Alma livre
A vida em sociedade desfigura nossa fisionomia original
Uma das coisas que define um grande homem de outro que apenas se deixa viver é a capacidade de estar além do que os outros pensam dele. Mais: de manifestar uma certa indiferença em relação a tudo que o toca. Passamos a maior parte do tempo colocando sob viés analítico atos e pensamentos que não coincidem com os nossos. E nos atormentamos excessivamente com a imagem que queremos mostrar para o mundo.
Poucos de nós têm a coragem de se revelar como realmente são. Obedecemos costumeiramente às expectativas que jogam sobre nossas costas. O atrito é minimizado e os elogios tendem a crescer, mesmo que à custa da morte das inclinações naturais. A vida em sociedade desfigura nossa fisionomia original. Acabamos quase sempre reagindo, não obedecendo às motivações de nossa alma. O olhar alheio incomoda, pressupõe um julgamento permanente do que somos ou fazemos.
A rebeldia em relação ao estabelecido cobra o seu preço. Padronizar é a ordem do dia. É com isso que o mercado conta: com a lista dos maiores e melhores, com a nossa preguiça em questionar essas pesquisas que determinam o que todos devem gostar ou repudiar. Acabamos nos acomodando ao senso comum, a discretos indicativos que nos dizem para seguir na direção em que todos estão indo.
No entanto, a liberdade vai pelo caminho oposto. Manter esse olhar de distanciamento não só no tocante ao que sentimos, mas também ao que nos cerca, é o melhor antídoto para evitar a corrupção dos gostos pessoais. Sem contar que tira dos ombros o insuportável peso de ficar se preocupando com tudo o que não pertence ao nosso credo pessoal.

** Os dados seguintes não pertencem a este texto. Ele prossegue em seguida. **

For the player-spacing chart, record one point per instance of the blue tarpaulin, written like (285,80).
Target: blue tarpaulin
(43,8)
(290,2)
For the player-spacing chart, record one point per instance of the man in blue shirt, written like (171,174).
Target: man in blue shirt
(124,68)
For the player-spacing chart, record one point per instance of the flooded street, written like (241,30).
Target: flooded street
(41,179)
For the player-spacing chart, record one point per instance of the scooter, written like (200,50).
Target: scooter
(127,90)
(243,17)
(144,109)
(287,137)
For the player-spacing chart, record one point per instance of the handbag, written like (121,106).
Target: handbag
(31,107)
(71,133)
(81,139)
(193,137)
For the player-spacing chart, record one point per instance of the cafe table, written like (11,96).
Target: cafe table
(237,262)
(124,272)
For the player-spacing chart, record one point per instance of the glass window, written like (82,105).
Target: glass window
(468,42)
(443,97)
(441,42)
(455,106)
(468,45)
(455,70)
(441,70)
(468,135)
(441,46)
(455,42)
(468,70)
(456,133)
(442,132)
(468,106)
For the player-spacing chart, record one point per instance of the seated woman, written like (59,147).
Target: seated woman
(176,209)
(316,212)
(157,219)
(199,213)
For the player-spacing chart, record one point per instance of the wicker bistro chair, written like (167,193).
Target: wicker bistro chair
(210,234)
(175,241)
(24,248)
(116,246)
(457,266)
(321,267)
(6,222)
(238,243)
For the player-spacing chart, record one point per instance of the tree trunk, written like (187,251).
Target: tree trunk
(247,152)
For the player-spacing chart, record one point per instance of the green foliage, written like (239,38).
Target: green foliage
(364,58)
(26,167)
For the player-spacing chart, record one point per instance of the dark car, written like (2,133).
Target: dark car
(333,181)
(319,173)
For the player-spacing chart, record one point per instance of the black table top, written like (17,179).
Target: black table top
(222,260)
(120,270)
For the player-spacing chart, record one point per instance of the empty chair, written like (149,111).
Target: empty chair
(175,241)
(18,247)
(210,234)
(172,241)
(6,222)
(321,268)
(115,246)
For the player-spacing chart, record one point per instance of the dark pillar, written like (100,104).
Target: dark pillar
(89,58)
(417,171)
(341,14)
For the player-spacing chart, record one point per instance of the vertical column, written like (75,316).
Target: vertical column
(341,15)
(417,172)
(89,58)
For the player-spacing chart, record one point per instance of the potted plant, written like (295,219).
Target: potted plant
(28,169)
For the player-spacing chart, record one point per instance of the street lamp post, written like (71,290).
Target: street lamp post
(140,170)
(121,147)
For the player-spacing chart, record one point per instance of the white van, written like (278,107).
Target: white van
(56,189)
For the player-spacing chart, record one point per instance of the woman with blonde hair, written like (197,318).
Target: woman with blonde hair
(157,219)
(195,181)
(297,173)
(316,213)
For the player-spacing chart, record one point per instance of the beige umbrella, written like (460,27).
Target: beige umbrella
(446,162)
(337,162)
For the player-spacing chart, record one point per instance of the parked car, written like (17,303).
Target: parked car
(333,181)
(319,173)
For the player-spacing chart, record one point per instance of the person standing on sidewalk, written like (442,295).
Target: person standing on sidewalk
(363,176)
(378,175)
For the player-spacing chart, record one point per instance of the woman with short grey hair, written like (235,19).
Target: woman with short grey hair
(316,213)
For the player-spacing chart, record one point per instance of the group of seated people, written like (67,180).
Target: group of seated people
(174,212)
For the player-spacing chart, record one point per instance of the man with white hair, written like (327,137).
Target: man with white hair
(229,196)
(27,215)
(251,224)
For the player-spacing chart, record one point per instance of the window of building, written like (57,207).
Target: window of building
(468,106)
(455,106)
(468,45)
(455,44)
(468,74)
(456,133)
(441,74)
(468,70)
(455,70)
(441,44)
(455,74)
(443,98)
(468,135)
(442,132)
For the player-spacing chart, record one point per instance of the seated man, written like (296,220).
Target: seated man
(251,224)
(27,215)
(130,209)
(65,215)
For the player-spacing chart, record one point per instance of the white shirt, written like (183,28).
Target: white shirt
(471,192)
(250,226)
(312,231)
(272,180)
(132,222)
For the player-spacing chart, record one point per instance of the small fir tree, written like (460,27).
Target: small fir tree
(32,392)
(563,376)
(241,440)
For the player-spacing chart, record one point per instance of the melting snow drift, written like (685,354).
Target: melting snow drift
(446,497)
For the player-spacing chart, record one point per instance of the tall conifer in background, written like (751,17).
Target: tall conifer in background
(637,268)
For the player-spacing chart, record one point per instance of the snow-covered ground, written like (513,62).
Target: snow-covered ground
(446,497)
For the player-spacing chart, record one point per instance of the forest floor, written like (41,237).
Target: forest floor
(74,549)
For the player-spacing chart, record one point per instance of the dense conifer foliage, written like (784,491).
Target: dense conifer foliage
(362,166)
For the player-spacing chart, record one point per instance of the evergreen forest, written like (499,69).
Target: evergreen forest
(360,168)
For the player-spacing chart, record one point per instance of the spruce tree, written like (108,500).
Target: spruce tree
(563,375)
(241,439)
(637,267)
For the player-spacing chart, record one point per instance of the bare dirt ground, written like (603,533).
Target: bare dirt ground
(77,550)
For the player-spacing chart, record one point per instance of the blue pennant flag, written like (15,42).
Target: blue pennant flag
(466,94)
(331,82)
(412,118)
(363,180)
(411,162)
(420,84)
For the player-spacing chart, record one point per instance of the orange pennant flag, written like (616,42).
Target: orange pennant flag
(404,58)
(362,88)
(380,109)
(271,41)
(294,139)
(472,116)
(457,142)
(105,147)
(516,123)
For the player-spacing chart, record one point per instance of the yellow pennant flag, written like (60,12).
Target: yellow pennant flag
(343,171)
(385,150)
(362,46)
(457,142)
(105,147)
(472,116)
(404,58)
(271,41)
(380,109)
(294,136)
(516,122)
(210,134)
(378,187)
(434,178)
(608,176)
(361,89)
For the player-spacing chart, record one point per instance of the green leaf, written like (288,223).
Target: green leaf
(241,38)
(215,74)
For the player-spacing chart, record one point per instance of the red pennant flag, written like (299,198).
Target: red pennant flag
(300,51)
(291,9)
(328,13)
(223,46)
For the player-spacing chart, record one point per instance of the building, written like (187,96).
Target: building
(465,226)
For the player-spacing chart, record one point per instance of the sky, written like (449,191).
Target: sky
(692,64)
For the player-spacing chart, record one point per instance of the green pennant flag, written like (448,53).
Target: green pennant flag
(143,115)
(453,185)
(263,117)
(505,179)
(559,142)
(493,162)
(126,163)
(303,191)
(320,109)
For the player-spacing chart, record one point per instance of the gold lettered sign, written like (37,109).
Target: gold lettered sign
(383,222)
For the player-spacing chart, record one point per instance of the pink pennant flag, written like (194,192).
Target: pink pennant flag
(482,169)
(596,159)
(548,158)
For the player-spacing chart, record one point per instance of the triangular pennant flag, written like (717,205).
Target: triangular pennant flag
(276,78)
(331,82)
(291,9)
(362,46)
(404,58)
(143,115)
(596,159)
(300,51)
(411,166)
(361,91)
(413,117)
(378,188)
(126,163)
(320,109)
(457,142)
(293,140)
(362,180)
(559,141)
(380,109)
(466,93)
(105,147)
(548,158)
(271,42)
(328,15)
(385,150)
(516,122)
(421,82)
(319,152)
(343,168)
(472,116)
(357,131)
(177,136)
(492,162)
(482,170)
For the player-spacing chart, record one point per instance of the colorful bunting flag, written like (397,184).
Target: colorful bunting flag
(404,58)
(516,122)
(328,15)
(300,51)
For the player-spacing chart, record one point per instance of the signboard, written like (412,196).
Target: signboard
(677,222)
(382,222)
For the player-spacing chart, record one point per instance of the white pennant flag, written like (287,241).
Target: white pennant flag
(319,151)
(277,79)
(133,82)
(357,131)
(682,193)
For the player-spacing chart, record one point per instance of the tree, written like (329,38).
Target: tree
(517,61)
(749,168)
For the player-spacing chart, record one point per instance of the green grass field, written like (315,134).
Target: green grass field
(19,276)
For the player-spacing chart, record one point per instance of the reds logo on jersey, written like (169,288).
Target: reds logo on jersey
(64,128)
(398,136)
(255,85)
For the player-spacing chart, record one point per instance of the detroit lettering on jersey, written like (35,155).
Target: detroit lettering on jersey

As coisas são o que são, sem precisar obedecer aos nossos anseios. Ficamos chocados quando os outros agem ou são diferentes de nós. Oprimidos por um eu que afunila e deforma essa visão, dificilmente percebemos que nada mais são do que manifestações de um mesmo desejo, um poema escrito em ordem diversa, mas ainda assim um poema.
Desfazer-se dessa perspectiva limitadora é como atirar para o alto e para longe todas as ordens de comando que fomos recebendo desde que nascemos. Penso aqui em Rimbaud, o poeta rebelde que não quis se filiar a nenhuma escola, que não negociou sua juventude em troca do conforto que o acomodamento burguês lhe oferecia. Passados mais de 100 anos, ainda podemos beber dessa fonte que exala um perfume que nos atordoa e humilha, porque revela o tamanho da nossa covardia.
Quase nada tem a importância e a gravidade que lhe atribuímos. Cada um faz o que pode no limite de sua capacidade. Por que nos perturbarmos tanto diante do que passa? A crítica em excesso só destrói, nos torna amargos e ressentidos. Sinto um grande cansaço quando me deparo com alguém descontente com tudo e com todos. A época em que vivemos não é melhor e nem pior que tantas outras. O que fazemos é usar ferramentas diferentes, mais sofisticadas (embora muitas vezes falhas) para nos comunicar.
Gostar exige mais de nós. Exige deixar de lado esse constante falatório que esteriliza as relações. O deserto pode ser aqui. Mesmo em meio a tantas construções, tanto barulho, tanto movimento.